Programmes by Yorke Dance Project often refer to past works and traditions. Their current evening traces a lineage to founder-mother of American modern dance Martha Graham through the figure of Robert Cohan, a Graham dancer who was central to the establishment of contemporary dance in the UK, and whose extraordinary late flowering of creativity the Yorke company facilitated, right up until his death earlier this year.

It opens with Yolande Yorke-Edgell performing Graham’s iconic early solo Lamentation (1930). The movement itself is minimal and mostly concealed: Yorke-Edgell is sheathed in a cloth tube that shows only the surface effects of the torque and tension within her body. This is expressionism given physical form: it’s all about what happens on the inside.

Ballet choreographer Kenneth MacMillan is by no means a direct descendent of Graham’s, yet his Sea of Troubles (1988) resounds with her influence. Danced barefoot, it is full of twists, flexes and floorwork, and its storytelling, based on symbol and psychodrama, recalls Graham’s heightened, declamatory style. Six dancers play characters from Hamlet – Hamlet, Gertrude, Claudius, the Ghost, Ophelia and Polonius – but switch roles between scenes, each change signalled by a simple prop or costume such as cloak, crown or shroud. There’s no storyline, but rather a sequence of cameos expressing the dramatic turbulence between characters. Fascinating as a choreographic study, it’s hard going as a dance: highly strung yet curiously detached, and pretty confusing even if you know your Hamlet.
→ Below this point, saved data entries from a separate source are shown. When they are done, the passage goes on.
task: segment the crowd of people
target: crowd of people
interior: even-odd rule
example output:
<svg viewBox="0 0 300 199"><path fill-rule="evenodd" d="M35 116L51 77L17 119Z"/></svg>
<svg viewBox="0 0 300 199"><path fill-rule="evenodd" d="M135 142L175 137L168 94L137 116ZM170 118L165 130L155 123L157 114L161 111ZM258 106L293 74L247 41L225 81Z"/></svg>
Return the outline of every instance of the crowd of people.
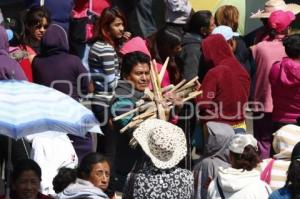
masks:
<svg viewBox="0 0 300 199"><path fill-rule="evenodd" d="M0 80L88 103L104 134L13 141L10 198L300 198L300 5L266 1L246 41L234 5L164 0L158 14L153 3L25 0L19 23L3 16ZM165 120L128 127L165 60L162 90L196 77L202 94L184 103L165 89L155 99L174 104Z"/></svg>

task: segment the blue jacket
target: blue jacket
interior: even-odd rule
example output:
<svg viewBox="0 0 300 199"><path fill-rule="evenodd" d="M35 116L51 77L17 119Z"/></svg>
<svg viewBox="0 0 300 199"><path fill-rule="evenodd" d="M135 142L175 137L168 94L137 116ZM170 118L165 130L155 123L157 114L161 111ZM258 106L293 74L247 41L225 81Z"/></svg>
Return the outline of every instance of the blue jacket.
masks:
<svg viewBox="0 0 300 199"><path fill-rule="evenodd" d="M292 198L291 193L287 188L278 189L274 191L269 197L269 199L291 199L291 198Z"/></svg>

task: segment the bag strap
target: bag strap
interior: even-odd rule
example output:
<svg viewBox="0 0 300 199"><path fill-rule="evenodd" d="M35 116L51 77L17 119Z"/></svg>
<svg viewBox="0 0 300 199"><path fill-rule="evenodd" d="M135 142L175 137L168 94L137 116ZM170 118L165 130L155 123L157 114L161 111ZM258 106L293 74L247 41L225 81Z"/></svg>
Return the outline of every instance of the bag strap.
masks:
<svg viewBox="0 0 300 199"><path fill-rule="evenodd" d="M89 0L89 10L93 11L93 0Z"/></svg>
<svg viewBox="0 0 300 199"><path fill-rule="evenodd" d="M270 184L271 182L271 173L272 173L272 168L274 164L275 159L270 160L270 162L267 164L266 168L261 172L260 174L260 179L267 184Z"/></svg>
<svg viewBox="0 0 300 199"><path fill-rule="evenodd" d="M219 194L220 194L222 199L225 199L224 192L222 190L222 187L220 186L219 178L217 178L216 181L217 181L217 188L218 188Z"/></svg>
<svg viewBox="0 0 300 199"><path fill-rule="evenodd" d="M44 6L45 5L45 0L40 0L40 6Z"/></svg>

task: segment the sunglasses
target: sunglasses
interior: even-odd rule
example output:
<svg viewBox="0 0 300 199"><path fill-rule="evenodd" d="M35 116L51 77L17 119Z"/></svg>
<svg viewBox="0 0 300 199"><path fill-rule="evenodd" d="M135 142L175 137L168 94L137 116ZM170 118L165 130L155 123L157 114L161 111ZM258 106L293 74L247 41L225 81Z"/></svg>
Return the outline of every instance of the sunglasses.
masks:
<svg viewBox="0 0 300 199"><path fill-rule="evenodd" d="M49 24L46 24L46 25L37 24L34 26L34 28L36 28L36 29L41 29L41 28L47 29L48 27L49 27Z"/></svg>

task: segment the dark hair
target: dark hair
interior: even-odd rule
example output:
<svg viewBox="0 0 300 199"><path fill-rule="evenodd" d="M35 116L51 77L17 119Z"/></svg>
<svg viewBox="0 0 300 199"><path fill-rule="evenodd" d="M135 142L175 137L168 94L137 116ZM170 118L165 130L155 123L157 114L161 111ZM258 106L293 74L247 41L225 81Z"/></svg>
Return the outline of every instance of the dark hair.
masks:
<svg viewBox="0 0 300 199"><path fill-rule="evenodd" d="M195 12L188 25L188 31L200 34L201 28L208 28L210 26L210 19L212 14L209 10L200 10Z"/></svg>
<svg viewBox="0 0 300 199"><path fill-rule="evenodd" d="M171 26L165 26L158 32L153 34L148 42L151 56L157 61L163 62L170 56L169 49L180 45L182 41L182 34Z"/></svg>
<svg viewBox="0 0 300 199"><path fill-rule="evenodd" d="M287 36L282 41L286 54L292 58L300 57L300 34Z"/></svg>
<svg viewBox="0 0 300 199"><path fill-rule="evenodd" d="M275 39L275 37L279 34L283 34L283 35L287 35L288 34L288 28L286 30L284 30L283 32L279 33L277 32L277 30L275 30L274 28L270 28L269 27L269 32L268 35L270 38L268 38L268 41L272 41Z"/></svg>
<svg viewBox="0 0 300 199"><path fill-rule="evenodd" d="M22 159L14 165L12 182L15 182L25 171L33 171L40 180L42 179L42 171L38 163L31 159Z"/></svg>
<svg viewBox="0 0 300 199"><path fill-rule="evenodd" d="M50 13L44 6L34 6L28 10L24 18L23 42L30 40L31 29L42 23L43 18L46 18L48 24L51 23Z"/></svg>
<svg viewBox="0 0 300 199"><path fill-rule="evenodd" d="M300 142L293 149L291 164L287 171L285 187L291 192L292 199L298 199L300 196Z"/></svg>
<svg viewBox="0 0 300 199"><path fill-rule="evenodd" d="M69 184L76 181L76 178L87 179L92 171L93 165L97 163L107 162L108 159L96 152L87 154L81 160L77 169L61 168L54 177L52 184L56 193L63 191Z"/></svg>
<svg viewBox="0 0 300 199"><path fill-rule="evenodd" d="M175 61L175 57L169 54L169 51L181 45L181 41L182 34L174 27L166 26L152 35L148 42L151 56L158 62L163 63L167 57L170 57L167 70L172 71L169 73L172 84L177 84L181 80L182 69L178 66L179 62Z"/></svg>
<svg viewBox="0 0 300 199"><path fill-rule="evenodd" d="M77 172L71 168L60 168L53 178L52 184L55 193L62 192L69 184L74 183L77 178Z"/></svg>
<svg viewBox="0 0 300 199"><path fill-rule="evenodd" d="M236 32L239 27L239 10L233 5L221 6L215 13L215 21L217 26L229 26Z"/></svg>
<svg viewBox="0 0 300 199"><path fill-rule="evenodd" d="M235 169L251 171L261 162L258 152L251 145L246 146L242 154L230 151L230 155L234 158Z"/></svg>
<svg viewBox="0 0 300 199"><path fill-rule="evenodd" d="M94 164L107 162L109 165L108 159L97 152L92 152L84 156L77 168L77 176L82 179L86 179L91 171Z"/></svg>
<svg viewBox="0 0 300 199"><path fill-rule="evenodd" d="M120 18L123 21L124 26L126 26L125 17L117 7L105 8L101 13L101 17L96 21L94 29L94 40L102 40L116 48L119 44L119 41L114 40L110 36L110 24L116 18Z"/></svg>
<svg viewBox="0 0 300 199"><path fill-rule="evenodd" d="M133 67L138 63L146 63L150 67L150 57L139 51L124 55L122 60L121 77L123 79L127 77L131 73Z"/></svg>

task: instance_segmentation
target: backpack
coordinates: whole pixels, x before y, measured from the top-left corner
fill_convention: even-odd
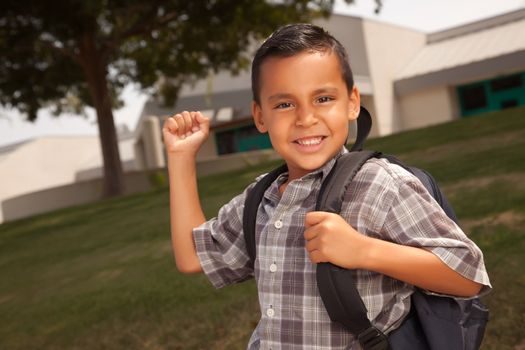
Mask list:
[[[372,119],[361,107],[357,118],[357,138],[350,152],[343,154],[323,180],[316,202],[316,211],[340,213],[346,188],[361,166],[370,158],[386,158],[414,174],[436,199],[447,216],[457,223],[457,218],[436,181],[419,168],[409,167],[397,158],[375,151],[363,151]],[[265,175],[248,193],[243,212],[243,231],[246,249],[253,265],[256,256],[255,221],[264,192],[273,181],[287,171],[286,164]],[[401,326],[388,336],[374,327],[367,317],[353,273],[331,263],[316,267],[317,287],[324,306],[333,322],[342,324],[355,335],[364,350],[476,350],[479,349],[488,309],[479,298],[456,299],[429,295],[416,288],[411,296],[412,307]]]

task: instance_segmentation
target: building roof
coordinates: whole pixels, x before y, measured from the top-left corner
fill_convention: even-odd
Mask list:
[[[27,140],[23,140],[23,141],[18,141],[18,142],[15,142],[15,143],[11,143],[11,144],[8,144],[8,145],[5,145],[5,146],[1,146],[0,147],[0,160],[2,159],[2,157],[6,157],[7,155],[9,155],[11,152],[13,152],[14,150],[16,150],[18,147],[21,147],[23,146],[24,144],[28,143],[28,142],[31,142],[32,139],[27,139]]]
[[[437,32],[396,76],[409,79],[525,51],[525,9]]]

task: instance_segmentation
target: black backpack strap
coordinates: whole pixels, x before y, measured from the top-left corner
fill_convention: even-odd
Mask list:
[[[340,213],[348,185],[366,161],[379,157],[373,151],[349,152],[337,159],[323,181],[316,210]],[[354,271],[331,263],[317,264],[317,287],[324,306],[334,322],[356,335],[365,350],[389,349],[388,339],[368,319],[366,306],[355,286]]]
[[[357,117],[357,137],[350,151],[361,151],[365,140],[372,129],[372,117],[365,107],[361,106]]]
[[[250,256],[251,266],[255,262],[255,222],[257,220],[257,210],[261,203],[264,192],[279,175],[288,171],[286,164],[272,170],[259,180],[255,186],[248,192],[244,201],[242,213],[242,227],[244,231],[244,241],[246,242],[246,251]]]
[[[376,151],[348,152],[337,158],[330,173],[323,180],[315,210],[339,214],[346,189],[359,169],[370,158],[380,157]]]

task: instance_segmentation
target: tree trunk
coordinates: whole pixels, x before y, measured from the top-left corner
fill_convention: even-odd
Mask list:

Afternoon Conversations with Dancers comprises eight solos (five shown during any single performance) that Cohan began before Covid, then continued to create over Zoom. Its rewards are rich: Pierre Tappon’s startled leaps and plunges, Freya Jeffs spiralling floorwards as if towards some buried enigma, Romany Pajdak in pointe shoes, her torso stretched between poise and strain; best of all, the underlying conviction that the shape and phrasing of the human body is all that a dance needs. For all that, it feels like an unfinished work.

Yorke-Edgells’ So It Is is a homage to Cohan for eight dancers, built on the sculptural Graham technique of tension and release, tilts and spirals that Cohan learned, taught and developed – a stately, somewhat polite mix of tribute and reverence, leavened by outbursts of lyricism.

Yorke Dance Project presents a special evening dedicated to Robert Cohan at the Linbury theatre, London, on Monday 15 November.